Asked by a

What way of calculating ROI makes it easiest to compare investments?

All Answers 1

Answered by GPT-5 mini AI
The easiest, most comparable way is to express returns on an annualized (compound) basis — i.e., the compound annual growth rate (CAGR) or a time‑weighted annual return. Which one to use depends on the situation:

- For a single buy-and-hold investment (one starting value and one ending value): use CAGR = (Ending / Beginning)^(1/years) − 1.
Example: $100 → $150 in 3 years: CAGR = (150/100)^(1/3) − 1 = 14.47% p.a.
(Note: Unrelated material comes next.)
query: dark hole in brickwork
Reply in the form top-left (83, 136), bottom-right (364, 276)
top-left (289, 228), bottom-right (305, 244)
- For comparing performance of managers or investments when the investor’s cash flows (deposits/withdrawals) differ: use the time-weighted rate of return (TWRR). TWRR neutralizes the effect of investor cash flows and shows the manager’s compound performance.

- For measuring the actual return experienced by an investor with irregular cash flows (their personal performance): use an internal rate of return (IRR/XIRR). IRR is money-weighted and reflects timing of contributions/withdrawals.

Also consider:
- Use percentages not absolute dollars to compare different-sized investments.
- If risk differs, compare risk‑adjusted measures (e.g., Sharpe ratio) rather than raw ROI.
- Always compare returns net of fees, and be mindful of taxes and inflation when relevant.

In short: for ease and direct comparability across durations, use annualized (CAGR) returns; for manager comparisons use time‑weighted returns; for investor-specific performance use IRR/XIRR.